Saturday, March 03, 2007
White Chocolate-Menthe Cheesecake
180 gm. Oreo cookies
60 gm. melted butter
550 gm. Cream cheese
100 gm. sugar
2 Tbsp. sifted cornflour
2 tsp. peppermint essence
1/2 Tbsp. Peppermint liquer (optional)
150 gm. melted white chocolate
100 gm. dairy whipped cream
90 ml. fresh milk
150 gm. beaten eggs
100 gm. Andes Chocolate-mint Candy - chop coarsely
200 gm. dark chocolate - chopped
1 Tbsp. Gelatine powder + 2 Tbsp. water
80 ml. Dairy Whipping cream
50 gm. sugar
(1) Blend oreo biscuits till fine and mix with melted butter. Press biscuit mixture into a 7 inch square loose-bottom pan. Set in refrigerator.
(2) Cheese filling: Cream cream cheese and sugar at medium speed till creamy.
(3) Add in sifted cornflour, peppermint essence, peppermint liquer and melted white chocolate. Mix till smooth.
(4) Add in eggs, a little at a time , mixing until just combined. Gradually add in whipping cream and milk and mix well. Fold in chopped andes chocolate-mint candies.

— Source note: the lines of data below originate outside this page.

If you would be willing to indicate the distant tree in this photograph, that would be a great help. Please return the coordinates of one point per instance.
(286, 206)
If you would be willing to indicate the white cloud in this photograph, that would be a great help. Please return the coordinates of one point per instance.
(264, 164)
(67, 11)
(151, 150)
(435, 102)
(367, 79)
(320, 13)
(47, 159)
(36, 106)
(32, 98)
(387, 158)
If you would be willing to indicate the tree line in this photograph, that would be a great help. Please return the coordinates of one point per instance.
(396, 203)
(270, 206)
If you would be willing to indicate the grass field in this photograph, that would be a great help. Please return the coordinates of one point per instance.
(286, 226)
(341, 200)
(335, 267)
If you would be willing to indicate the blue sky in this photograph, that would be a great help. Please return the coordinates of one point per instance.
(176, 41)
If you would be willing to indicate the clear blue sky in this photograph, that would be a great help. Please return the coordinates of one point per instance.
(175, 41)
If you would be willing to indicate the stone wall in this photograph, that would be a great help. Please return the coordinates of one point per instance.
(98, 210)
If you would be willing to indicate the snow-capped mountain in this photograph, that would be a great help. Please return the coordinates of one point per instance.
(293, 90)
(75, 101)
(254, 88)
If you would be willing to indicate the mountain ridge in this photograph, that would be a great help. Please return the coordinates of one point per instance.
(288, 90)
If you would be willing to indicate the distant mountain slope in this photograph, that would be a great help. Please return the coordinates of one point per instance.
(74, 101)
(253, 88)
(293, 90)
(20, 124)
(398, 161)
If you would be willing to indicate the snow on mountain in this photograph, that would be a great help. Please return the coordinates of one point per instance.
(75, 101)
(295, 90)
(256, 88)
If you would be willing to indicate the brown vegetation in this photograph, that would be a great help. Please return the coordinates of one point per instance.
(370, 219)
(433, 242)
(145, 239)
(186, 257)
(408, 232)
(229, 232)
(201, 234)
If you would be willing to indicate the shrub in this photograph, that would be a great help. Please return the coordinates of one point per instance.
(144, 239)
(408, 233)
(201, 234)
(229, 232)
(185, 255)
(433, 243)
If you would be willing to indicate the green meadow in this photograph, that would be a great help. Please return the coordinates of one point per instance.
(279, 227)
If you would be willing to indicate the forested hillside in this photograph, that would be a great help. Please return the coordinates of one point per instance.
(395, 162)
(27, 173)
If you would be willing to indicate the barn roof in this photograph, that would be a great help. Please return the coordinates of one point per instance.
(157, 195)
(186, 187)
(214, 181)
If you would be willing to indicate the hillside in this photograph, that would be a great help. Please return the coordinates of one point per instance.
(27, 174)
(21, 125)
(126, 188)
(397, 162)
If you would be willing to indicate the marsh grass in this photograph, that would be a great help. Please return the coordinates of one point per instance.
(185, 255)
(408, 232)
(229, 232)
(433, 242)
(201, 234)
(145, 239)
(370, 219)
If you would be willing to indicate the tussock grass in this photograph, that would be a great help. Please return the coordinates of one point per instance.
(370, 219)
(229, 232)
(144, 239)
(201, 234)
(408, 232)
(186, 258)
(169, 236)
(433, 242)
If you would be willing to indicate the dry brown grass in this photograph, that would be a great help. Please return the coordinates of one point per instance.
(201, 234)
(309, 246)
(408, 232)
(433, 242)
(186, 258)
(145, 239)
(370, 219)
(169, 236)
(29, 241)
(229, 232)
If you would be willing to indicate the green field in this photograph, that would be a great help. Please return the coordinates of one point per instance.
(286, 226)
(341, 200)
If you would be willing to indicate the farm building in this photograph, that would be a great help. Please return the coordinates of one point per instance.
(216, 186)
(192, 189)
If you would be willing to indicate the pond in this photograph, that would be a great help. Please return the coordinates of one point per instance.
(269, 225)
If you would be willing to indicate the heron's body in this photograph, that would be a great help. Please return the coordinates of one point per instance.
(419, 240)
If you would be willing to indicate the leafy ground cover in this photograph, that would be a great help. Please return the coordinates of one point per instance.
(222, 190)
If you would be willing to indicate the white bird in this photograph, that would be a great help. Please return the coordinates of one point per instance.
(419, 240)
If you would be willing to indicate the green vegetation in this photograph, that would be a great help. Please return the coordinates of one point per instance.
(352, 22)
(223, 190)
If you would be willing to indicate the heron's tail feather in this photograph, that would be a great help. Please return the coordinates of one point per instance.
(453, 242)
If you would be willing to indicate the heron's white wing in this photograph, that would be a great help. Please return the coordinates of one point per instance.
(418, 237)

(5) Pour filling into biscuit crust and water bath for 1 hour 15 mins. or until firm to the touch and light golden colour on top. Turn off oven and leave cheesecake int he oven for 30 mins.
(6) After 30 mins, open the oven door and Leave cheesecake to cool in the oven completely.
(7) Remove from oven and chill cheesecake in the refrigerator.
(8) For the topping: heat cream and sugar until boiling. Remove from heat and stir in chopped chocolate and stir till smooth.
(9) Gradually blend in gelatine mixture. Cool until slightly warm before pouring on top of chilled cheesecake.
(10) Decorate as desired and serve chilled.
Recipe adapted from the book "Crave" by MacWoo and June Lee.